Es wird hier dem in der Vorrede zu Stifters Erzählband „Bunte Steine“ beschriebenem „sanfte[n] Gesetz“ das letzte Wort erteilt. Dieses meint „die gewöhnlichen, alltäglichen, in Unzahl wiederkehrenden Handlungen der Menschen, in denen dieses Gesetz am sichersten als Schwerpunkt liegt, weil diese Handlungen die dauernden, die gründenden sind, gleichsam die Millionen Wurzelfasern des Baumes des Lebens.“ (Stifter, Adalbert, Vorrede zu „Bunte Steine“, in: Steffen, Konrad (Hrsg.), Adalbert Stifter. Gesammelte Werke, Bd. 4, Basel 1963, S. 13.) Abdias schlägt diese Wurzeln nur unfreiwillig, als es dafür bereits fast zu spät ist. Ein „Leben voll Gerechtigkeit, Einfachheit, Bezwingung seiner selbst, Verstandesgemäßheit“ (ebd., S. 10) wurde ihm nicht zuteil, einzig ein annähernd „gelassene[s] Sterben“ (ebd.) kommt ihm noch zu.

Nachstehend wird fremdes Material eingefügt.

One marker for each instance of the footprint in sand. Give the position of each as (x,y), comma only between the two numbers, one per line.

Der Leser bleibt allein mit der Bank vor dem Haus zurück und wenngleich er nur wenige Sekunden der Erzählzeit gemeinsam mit Abdias auf dieser Bank verbracht hat (ungleich länger begleitete er die angerissenen Turbulenzen in dessen Leben), haben die Routine und Gewöhnlichkeit von dreißig Jahren erzählter Zeit eine enorme Kraft. Stifters „sanftes Gesetz“ verleiht dem Tod mehr Gewicht und erleichtert ihn zugleich. Ihm wird eine Gelassenheit beigegeben, die ihn verkleinert. Der Tod ist hier keine Anmaßung der Natur, gegen die der Mensch mit allen Mitteln angehen muss, sondern ein unausweichlicher, letztlich vollkommen gewöhnlicher Endpunkt. Er ist unerlässlich, um den Wert des Gewöhnlichen – gerade in einer Welt, die nach dem Besonderen lechzt – spüren zu können.
Spricht der Pfarrer doch einmal von diesem Wert, vermag er auf diese Weise vielleicht sogar Trost abseits von biografischem Einerlei und Jenseitsbeschwörungen zu spenden, so steht er wohl am Grab eines eigenen Verwandten oder Freundes. Adernorts wird er allzu oft nur als professioneller Wortautomat benötigt, der exakt das ausspuckt, was man ihm Tags zuvor im Gespräch eingegeben hat – selbstredend angereichert mit allerlei religiösen Worthülsen. Als ein solcher Automat ist der Pfarrer entbehrlich.